Was he hungry? At such close quarters she looked more attractive than ever, with her wide hazel eyes, clear skin, and lips already curved in a smile. Was he hungry?

'I’m a bit hungry,' he said.

'You probably eat too much.' She splayed her right hand lightly over the front of his white shirt, a shirt he had himself carefully washed and ironed for the party. The fingers were slim and sinewy, the long nails carefully manicured and crimsoned.

'Not too bad, am I?' He liked the way things were going, and his voice sounded almost school-boyish.

She tilted her head to one side in a mock-serious assessment of whatever qualities she might approve in him. 'Not too bad,' she said, pouting her lips provocatively.

He watched her as she bent her body over the buffet table, watched the curve of her slim bottom as she leant far across to fork a few slices of beetroot-and suddenly felt (as he often felt) a little lost, a little hopeless. She was talking to the man just in front of her now, a man in his mid-twenties, tall, fair-haired, deeply tanned, with hardly an ounce of superfluous flesh on his frame. And the older man shook his head and smiled ruefully. It had been a nice thought, but now he let it drift away. He was fifty, and age was just about beginning, so he told himself, to cure his heart of tenderness. Just about.

There were chairs set under the far end of the table, with a few square feet of empty surface on the white tablecloth; and he decided to sit and eat in peace.

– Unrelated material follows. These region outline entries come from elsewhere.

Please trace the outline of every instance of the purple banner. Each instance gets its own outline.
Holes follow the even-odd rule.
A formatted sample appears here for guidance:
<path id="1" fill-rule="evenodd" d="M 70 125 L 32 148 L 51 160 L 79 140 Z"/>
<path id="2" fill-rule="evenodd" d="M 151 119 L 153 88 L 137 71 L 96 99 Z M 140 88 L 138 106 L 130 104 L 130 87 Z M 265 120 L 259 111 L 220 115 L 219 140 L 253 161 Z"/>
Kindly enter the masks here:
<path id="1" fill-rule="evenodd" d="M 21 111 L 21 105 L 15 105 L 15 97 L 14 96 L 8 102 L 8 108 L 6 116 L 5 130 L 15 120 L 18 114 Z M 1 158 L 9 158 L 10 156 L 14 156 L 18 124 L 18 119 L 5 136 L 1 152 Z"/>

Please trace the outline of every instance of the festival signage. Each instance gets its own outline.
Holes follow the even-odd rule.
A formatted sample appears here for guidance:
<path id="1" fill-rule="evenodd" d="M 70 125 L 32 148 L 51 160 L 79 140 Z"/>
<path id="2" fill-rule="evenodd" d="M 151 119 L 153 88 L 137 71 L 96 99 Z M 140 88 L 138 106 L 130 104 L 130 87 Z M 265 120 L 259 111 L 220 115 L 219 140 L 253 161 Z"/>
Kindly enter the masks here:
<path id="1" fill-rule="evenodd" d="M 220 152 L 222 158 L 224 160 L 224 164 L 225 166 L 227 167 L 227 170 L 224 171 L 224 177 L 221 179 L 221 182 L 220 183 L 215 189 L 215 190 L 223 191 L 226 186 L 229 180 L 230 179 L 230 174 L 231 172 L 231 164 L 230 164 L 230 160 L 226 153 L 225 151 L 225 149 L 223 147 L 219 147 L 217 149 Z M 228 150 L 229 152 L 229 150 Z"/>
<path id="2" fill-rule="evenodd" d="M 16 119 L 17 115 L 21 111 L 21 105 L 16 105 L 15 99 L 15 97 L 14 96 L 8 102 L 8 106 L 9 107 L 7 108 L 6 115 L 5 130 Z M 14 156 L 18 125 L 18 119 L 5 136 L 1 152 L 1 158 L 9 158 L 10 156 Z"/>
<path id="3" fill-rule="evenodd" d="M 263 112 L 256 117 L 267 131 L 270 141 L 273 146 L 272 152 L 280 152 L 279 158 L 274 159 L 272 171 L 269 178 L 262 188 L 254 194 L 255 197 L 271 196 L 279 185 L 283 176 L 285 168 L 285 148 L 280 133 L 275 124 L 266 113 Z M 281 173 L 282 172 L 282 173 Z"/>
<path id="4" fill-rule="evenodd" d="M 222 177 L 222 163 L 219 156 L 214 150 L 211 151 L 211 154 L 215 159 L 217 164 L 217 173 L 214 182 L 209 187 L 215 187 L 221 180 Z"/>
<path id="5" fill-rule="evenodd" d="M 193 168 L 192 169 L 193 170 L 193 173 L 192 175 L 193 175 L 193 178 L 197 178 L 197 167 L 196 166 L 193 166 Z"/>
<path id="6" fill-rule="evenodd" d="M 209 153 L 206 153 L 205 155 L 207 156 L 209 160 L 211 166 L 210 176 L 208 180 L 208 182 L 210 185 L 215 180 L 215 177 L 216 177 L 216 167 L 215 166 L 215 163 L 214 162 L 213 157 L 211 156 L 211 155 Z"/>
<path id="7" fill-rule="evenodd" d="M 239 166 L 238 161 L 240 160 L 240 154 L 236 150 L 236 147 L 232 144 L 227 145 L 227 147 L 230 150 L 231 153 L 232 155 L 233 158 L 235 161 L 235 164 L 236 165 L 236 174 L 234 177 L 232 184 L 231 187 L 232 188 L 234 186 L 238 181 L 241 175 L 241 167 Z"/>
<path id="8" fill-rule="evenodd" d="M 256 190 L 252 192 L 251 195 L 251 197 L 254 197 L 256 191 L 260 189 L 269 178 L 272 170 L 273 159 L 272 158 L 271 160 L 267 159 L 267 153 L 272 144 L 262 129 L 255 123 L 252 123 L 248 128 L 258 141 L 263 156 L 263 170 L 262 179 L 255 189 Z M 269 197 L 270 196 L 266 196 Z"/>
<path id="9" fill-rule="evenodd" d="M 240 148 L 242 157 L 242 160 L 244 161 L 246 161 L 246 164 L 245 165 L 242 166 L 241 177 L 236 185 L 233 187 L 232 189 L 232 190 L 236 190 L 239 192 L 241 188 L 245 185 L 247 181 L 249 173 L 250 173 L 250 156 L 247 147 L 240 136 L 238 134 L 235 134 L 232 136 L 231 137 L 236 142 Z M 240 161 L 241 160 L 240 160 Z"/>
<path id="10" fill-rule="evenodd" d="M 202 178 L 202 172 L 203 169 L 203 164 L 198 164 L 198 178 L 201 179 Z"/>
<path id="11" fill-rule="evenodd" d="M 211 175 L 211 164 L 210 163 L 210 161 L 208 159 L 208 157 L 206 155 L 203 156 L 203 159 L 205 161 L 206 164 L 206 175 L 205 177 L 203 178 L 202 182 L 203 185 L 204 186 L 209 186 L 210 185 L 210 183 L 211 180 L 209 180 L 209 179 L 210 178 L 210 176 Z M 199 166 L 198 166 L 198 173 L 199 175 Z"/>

It would save him the indigestion he almost invariably suffered if he sat in an armchair and ate in the cramped and squatting postures that the other guests were happily adopting. He refilled his glass yet again, pulled out a chair, and started to eat.

'I think you're the only sensible man in the room,' she said, standing beside him a minute later.

'I get indigestion,' he said flatly, not bothering to look up at her. It was no good pretending. He might just as well be himself-a bit paunchy, more than a bit balding, on the cemetery side of the semi-century, with one or two unsightly hairs beginning to sprout in his ears. No. It was no use pretending. Go away, my pretty one! Go away and take your fill of flirting from that lecherous young Adonis over there.

'Mind if I join you?'

He looked up at her in her cream-coloured, narrow-waisted summer dress, and pulled out the chair next to him.

'I thought I'd lost you for the evening,' he said after a while.

She lifted her glass of wine to her lips and then circled the third finger of her left hand smoothly round the inner rim at the point from which she had sipped. 'Didn't you want to lose me?' she said softly, her moist lips close to his ear.

'No. I wanted to keep you all to myself. But then I'm a selfish beggar.' His voice was bantering, good- humoured; but his clear blue eyes remained cold and appraising.

'You might have rescued me,' she whispered. 'That blond-headed bore across there- Oh, I'm sorry. He's not-?'

'No. He's no friend of mine.'

'Nor mine. In fact, I don't really know anyone here.' Her voice had become serious, and for a few minutes they ate in silence.

'There's a few of 'em here wouldn't mind getting to know you,' he said finally.

'Mm?' She seemed relaxed again, and smiled. 'Perhaps you're right. But they're all such bores-did you know that?'

'I'm a bit of a bore myself,' the man said.